• TL;DR: Legacy Rails apps are unpredictable; improve observability first. For an unstable B2B e-commerce Rails app with 3 components (public website, legacy ERP, middleware), add NewRelic, find issues like infinite loop and middleware load problems. Adjust Puma concurrency settings (middleware: 3 workers, 20 threads; public app: 3 workers, 9 threads), reduce database connections for middleware, and implement fast rollback. System stability improved significantly.
• Cry for help: Received request to help an unstable Rails app with frequent outages and slowdowns, no observability or centralized logging, deployed on AWS EC2 with automated Ansible deployment and no rollback feature.
• Preliminary steps: Added NewRelic instrumentation and extended Ansible roles to install NewRelic infra agents.

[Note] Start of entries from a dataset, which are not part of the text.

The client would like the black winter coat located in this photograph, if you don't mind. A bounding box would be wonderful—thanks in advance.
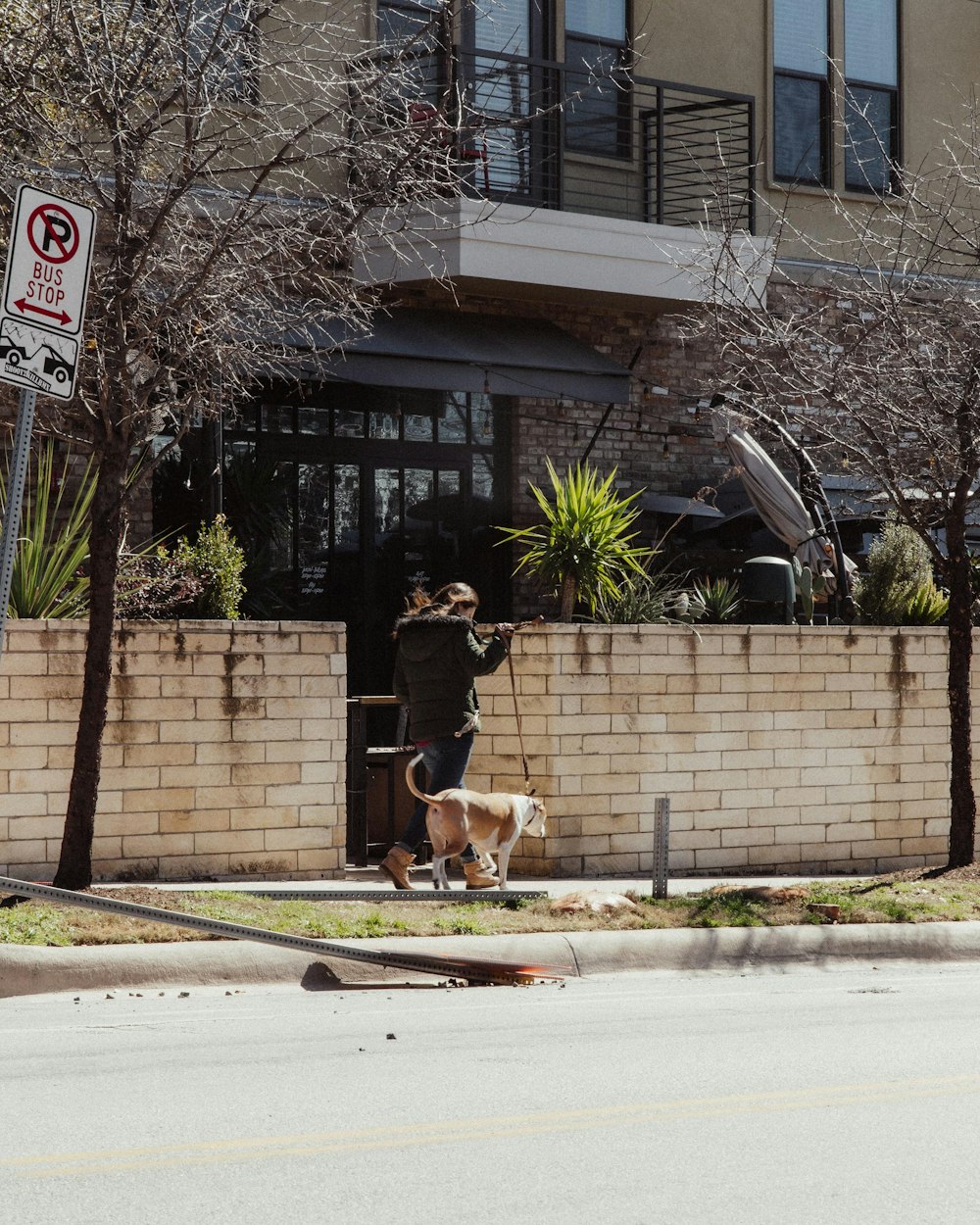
[393,612,508,743]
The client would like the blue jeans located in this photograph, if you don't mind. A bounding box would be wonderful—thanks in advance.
[395,731,476,863]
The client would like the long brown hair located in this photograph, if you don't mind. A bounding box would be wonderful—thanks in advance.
[392,583,480,638]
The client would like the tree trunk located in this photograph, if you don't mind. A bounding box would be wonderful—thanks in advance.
[54,442,127,890]
[947,523,976,867]
[559,574,578,621]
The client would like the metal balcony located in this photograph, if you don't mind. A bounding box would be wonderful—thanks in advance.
[444,49,756,234]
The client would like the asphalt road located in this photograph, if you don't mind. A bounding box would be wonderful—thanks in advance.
[0,965,980,1225]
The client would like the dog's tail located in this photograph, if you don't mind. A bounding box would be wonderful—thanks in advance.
[406,754,439,804]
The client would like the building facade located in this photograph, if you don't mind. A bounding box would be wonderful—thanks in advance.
[160,0,980,694]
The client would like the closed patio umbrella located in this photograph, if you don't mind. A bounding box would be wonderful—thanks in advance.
[724,429,857,588]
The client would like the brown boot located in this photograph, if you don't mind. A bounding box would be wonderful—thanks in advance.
[380,847,416,890]
[464,858,500,890]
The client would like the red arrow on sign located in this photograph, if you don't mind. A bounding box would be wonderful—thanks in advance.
[14,298,72,327]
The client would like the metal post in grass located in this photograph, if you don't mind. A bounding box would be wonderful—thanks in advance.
[653,795,670,898]
[0,390,37,655]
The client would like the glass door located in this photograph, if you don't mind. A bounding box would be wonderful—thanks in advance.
[224,385,510,695]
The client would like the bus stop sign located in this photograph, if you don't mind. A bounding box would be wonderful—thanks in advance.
[0,184,96,400]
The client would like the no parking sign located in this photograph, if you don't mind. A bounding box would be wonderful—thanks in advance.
[0,185,96,400]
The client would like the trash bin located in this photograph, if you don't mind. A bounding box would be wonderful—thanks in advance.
[740,558,797,625]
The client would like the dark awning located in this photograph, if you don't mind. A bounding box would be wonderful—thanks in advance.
[286,308,630,405]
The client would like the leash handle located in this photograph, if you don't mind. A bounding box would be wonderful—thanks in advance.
[505,642,531,795]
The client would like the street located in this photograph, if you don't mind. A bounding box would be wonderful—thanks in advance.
[0,965,980,1225]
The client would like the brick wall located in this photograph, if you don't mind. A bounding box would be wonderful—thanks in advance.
[466,626,970,875]
[0,621,347,880]
[0,621,970,880]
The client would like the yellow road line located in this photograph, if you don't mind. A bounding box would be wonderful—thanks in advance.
[9,1074,980,1177]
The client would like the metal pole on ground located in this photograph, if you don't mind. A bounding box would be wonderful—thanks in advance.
[653,795,670,898]
[0,387,38,656]
[0,876,571,986]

• Investigation - first round: Found infinite loop in public website due to ERP system API change not reflected in code. Analyzed APM traces during outages and noticed public app's response time increase due to waiting for external web calls while middleware's increase was smaller. Increased middleware workers to 2 and added X-Request-Start header.

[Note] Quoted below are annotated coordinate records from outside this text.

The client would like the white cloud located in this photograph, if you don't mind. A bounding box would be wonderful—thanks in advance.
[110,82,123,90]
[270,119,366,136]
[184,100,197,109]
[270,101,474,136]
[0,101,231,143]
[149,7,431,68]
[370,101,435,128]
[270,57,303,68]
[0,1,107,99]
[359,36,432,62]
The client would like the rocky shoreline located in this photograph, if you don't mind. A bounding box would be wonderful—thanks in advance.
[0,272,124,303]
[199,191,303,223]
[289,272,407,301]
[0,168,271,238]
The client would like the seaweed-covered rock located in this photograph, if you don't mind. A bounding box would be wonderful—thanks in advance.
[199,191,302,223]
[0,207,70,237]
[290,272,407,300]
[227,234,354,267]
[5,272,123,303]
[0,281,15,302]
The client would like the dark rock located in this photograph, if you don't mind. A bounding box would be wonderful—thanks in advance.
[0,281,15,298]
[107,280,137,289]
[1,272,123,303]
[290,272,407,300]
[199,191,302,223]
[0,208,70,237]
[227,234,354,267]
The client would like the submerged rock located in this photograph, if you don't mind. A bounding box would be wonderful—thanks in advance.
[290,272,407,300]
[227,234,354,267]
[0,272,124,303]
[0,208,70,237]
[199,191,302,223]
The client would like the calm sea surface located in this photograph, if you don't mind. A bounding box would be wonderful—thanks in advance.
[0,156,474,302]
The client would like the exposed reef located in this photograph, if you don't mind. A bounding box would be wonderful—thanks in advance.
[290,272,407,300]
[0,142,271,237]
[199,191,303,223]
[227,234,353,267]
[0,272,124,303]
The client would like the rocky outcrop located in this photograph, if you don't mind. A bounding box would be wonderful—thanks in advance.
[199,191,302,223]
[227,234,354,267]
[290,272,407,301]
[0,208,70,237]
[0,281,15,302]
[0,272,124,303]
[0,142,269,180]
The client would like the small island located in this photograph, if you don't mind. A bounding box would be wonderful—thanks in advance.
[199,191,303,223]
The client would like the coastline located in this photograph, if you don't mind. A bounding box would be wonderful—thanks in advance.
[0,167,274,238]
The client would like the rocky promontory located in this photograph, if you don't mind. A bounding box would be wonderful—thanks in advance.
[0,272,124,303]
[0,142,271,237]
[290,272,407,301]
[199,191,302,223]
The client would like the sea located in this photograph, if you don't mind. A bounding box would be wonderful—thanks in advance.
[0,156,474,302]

• Investigation - second round: Gathered more knowledge during Ruby and Rails upgrade. Discovered middleware's throughput was higher than public app as it handled traffic from internal apps. Triggered public app outages by increasing middleware load, confirming middleware's concurrency configuration was suboptimal.

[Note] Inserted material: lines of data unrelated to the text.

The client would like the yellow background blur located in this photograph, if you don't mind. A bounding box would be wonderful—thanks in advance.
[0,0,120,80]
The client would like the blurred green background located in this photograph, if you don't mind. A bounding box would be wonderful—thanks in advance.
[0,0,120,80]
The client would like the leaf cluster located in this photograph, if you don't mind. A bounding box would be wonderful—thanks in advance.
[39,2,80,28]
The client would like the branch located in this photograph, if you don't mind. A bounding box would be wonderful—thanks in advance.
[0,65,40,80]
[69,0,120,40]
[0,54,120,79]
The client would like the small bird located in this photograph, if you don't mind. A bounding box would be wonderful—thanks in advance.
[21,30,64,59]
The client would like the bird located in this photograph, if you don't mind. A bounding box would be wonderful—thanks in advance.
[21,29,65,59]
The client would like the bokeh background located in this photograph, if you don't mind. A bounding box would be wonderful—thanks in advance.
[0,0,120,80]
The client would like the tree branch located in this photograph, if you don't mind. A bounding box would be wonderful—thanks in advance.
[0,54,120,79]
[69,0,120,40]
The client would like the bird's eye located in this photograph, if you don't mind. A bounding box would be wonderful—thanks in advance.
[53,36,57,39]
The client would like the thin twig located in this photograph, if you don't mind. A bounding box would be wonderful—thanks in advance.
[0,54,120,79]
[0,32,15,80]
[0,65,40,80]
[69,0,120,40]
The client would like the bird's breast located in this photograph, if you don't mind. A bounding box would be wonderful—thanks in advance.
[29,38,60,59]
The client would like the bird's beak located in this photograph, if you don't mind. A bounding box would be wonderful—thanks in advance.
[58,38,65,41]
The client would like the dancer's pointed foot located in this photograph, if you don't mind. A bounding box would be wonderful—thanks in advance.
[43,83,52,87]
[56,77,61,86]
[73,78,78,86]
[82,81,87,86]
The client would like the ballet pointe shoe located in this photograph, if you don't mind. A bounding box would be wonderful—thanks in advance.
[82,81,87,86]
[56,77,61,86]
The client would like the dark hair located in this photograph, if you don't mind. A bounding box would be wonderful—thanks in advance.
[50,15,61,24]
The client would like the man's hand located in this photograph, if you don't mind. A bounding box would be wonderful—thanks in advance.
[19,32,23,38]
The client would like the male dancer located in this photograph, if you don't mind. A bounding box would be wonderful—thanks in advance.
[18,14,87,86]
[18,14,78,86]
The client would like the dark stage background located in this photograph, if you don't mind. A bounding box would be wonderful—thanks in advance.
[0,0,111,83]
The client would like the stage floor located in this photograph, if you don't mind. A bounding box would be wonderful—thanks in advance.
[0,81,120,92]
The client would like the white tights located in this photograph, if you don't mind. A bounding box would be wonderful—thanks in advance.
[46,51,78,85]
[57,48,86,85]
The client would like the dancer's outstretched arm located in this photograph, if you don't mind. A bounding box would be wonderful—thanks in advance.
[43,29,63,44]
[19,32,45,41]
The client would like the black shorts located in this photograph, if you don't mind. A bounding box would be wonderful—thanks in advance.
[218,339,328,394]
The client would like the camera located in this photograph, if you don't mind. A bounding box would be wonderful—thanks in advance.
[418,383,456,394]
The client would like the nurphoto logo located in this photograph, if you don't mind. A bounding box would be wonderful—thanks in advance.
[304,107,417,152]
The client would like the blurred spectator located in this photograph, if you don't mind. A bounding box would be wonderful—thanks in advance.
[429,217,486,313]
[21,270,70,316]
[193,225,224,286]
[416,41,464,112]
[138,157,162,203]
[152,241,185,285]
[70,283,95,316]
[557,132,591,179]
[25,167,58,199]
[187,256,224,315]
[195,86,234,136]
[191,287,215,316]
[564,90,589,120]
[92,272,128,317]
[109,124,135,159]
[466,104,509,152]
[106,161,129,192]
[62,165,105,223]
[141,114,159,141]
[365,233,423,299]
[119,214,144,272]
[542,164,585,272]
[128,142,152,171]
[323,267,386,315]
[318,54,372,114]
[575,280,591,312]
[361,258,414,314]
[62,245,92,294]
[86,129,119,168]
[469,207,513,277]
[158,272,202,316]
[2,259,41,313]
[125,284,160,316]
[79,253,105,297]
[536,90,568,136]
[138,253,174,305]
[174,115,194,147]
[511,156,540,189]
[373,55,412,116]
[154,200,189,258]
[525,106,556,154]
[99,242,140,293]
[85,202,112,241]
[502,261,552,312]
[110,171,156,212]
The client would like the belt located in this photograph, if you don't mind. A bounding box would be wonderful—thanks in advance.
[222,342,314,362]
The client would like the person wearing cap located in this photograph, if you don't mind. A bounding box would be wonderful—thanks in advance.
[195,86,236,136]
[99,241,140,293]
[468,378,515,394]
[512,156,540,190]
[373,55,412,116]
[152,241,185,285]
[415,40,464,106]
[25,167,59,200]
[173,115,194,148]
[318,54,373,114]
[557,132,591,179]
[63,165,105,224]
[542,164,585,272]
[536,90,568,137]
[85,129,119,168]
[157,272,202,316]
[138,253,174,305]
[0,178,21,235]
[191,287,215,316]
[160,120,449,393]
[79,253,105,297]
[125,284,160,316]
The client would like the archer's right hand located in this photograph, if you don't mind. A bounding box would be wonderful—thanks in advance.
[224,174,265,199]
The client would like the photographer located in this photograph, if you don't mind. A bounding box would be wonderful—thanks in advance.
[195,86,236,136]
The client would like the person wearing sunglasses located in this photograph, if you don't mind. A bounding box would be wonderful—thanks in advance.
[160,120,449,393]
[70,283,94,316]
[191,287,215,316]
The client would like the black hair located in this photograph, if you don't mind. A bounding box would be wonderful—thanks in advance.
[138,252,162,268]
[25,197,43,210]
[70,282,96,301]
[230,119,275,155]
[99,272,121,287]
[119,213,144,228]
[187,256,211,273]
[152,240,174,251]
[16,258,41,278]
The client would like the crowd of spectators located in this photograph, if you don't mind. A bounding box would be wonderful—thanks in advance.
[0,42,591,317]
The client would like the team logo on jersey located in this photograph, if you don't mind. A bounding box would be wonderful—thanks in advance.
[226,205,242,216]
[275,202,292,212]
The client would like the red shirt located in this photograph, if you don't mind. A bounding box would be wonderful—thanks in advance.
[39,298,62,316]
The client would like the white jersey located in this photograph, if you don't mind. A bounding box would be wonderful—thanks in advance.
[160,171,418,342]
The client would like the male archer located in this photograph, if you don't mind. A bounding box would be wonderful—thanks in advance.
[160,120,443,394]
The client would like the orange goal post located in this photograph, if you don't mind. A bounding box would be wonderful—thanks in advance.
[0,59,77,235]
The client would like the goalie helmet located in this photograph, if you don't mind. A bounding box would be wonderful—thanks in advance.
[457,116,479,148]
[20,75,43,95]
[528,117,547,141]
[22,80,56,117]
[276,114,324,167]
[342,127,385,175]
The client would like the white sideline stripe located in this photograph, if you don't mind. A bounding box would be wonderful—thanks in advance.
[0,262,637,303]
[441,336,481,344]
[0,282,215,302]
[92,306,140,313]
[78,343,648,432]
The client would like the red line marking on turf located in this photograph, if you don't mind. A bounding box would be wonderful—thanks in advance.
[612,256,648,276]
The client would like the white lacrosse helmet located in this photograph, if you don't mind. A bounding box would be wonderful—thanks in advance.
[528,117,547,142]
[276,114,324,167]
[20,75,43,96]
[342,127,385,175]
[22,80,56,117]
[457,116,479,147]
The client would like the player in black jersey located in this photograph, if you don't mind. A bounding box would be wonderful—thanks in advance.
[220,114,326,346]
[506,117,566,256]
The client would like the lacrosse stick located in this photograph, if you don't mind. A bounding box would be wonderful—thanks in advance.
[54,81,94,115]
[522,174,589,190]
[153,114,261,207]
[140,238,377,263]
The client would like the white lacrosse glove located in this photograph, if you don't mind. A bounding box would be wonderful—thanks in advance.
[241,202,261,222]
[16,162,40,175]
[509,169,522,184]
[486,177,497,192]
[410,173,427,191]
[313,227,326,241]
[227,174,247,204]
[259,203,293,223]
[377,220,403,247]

• Best practices for configuring Puma concurrency: Puma uses multi-process, multi-threaded model. Default in Rails was 5 threads per worker but changed to 3 in Rails 7.2. Rule of thumb is 1 Puma worker process per 1 CPU core and tune thread count for CPU utilization. Middleware is I/O-bound so benefits from higher thread count.
• Solution - tuning Puma concurrency settings: Adjusted Ansible deployment roles for different Puma configurations, tuned haproxy configuration, and found a way to perform fast Ansible-based rollback.
• Number of database connections: Checked before deployment and found reducing database connections for middleware (using them only for auth/authorization and releasing immediately) was safe as each process now used only 2 connections.